The artist looks to the man seated by his side, Philip Tinari, a curator who will act as his translator. The Harvard-educated hipster with thick-rimmed glasses has his fingers poised on the keyboard of his MacBook Air, where he will note what the artist says then relay it in English. “Good morning everyone,” Ai says in Chinese. “I didn’t prepare a speech because when I saw the topic ‘Designing China,’ I didn’t know what it meant. I thought that you could just as easily call it ‘Fucking China.’” The audience giggles nervously. Ai is well known for his diatribes against the inhumanity of urban planning in China. When Ai finishes his statement, he leans back and crosses his arms, waiting for his message to be relayed in English. “Every time I come to Shanghai, I remember why I hate it so much,” continues the artist who is based in Beijing. The seemingly gratuitous insult hangs in the air. “Shanghai believes itself to be open and international but, in fact, it is still operating with a very feudal mentality.”

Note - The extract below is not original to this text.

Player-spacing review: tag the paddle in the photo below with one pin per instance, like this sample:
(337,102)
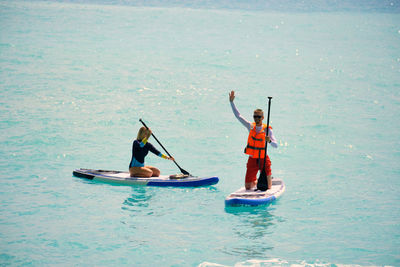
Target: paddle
(182,170)
(262,183)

Ai cites a local human rights violation about which he has written more than seventy blog posts, then mentions his own mistreatment at the hands of the Sichuan police. A week ago, Ai went to Chengdu, the capital of Sichuan province, in an attempt to testify at the trial of activist Tan Zuoren, who was accused of inciting the subversion of state power. At 3
A.M.
on the morning of the trial, says Ai, “the cops opened the door to my hotel room. When I asked to see their badges, I was violently attacked.” The officers then took the artist into custody and prevented him from giving evidence at the hearing. “We have a totalitarian government that uses monopolistic means to achieve its goals,” says Ai. “While China might look bright and shining, it is actually wild and dark.”

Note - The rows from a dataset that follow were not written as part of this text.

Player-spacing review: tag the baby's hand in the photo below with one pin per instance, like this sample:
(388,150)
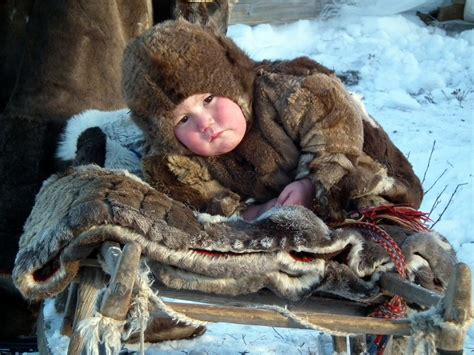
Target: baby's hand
(300,192)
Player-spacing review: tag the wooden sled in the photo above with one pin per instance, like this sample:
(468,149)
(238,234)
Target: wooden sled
(262,308)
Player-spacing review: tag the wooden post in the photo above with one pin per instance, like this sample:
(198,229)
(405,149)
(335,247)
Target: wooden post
(117,297)
(70,310)
(255,316)
(90,283)
(339,344)
(358,344)
(457,311)
(393,284)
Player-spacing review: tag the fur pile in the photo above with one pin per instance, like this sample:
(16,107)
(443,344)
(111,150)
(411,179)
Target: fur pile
(288,250)
(300,119)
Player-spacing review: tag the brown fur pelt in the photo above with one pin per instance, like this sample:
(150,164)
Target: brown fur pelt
(301,122)
(288,250)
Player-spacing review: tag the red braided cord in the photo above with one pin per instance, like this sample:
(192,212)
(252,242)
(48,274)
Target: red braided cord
(396,306)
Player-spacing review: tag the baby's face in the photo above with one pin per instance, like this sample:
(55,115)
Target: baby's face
(209,125)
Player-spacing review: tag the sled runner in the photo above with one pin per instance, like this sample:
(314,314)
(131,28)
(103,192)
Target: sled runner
(440,321)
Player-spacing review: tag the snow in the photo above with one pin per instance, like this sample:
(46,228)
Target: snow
(417,81)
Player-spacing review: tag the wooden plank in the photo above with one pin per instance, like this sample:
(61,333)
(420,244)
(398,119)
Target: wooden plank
(91,282)
(310,304)
(457,311)
(43,345)
(393,284)
(275,11)
(255,316)
(70,310)
(117,297)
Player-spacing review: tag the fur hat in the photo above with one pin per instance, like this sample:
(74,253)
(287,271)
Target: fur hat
(177,59)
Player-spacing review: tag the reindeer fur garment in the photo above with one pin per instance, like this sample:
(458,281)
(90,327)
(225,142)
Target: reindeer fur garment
(301,122)
(288,250)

Ai has a giant welt on the side of his head from the beating, and doesn’t yet realize that it has given him a brain hemorrhage that will require surgery. I wonder if the physical discomfort combined with the police brutality has made him more cantankerous than usual. Tinari, who frequently translates for the artist and knows him well, would later explain to me that being in an official Chinese educational institution is
contributing greatly to his foul mood. “The only thing Weiwei dislikes more than officialdom,” he says, “is academia.”
The artist reads something on his Nokia phone, then raises his head. “If we are talking about designing China,” he announces, “I think we need to start with questions of basic fairness, human rights, and freedoms. These are concepts about which China, for all its economic success, still has no basic understanding.” Ai stops short, having spoken for a total of ten minutes, and says, “I think it would be best to open it up and take your questions.” The artist, who relishes interaction, leans over the desk as if daring the crowd to a showdown. A long, stunned silence follows, then a round of cautious applause.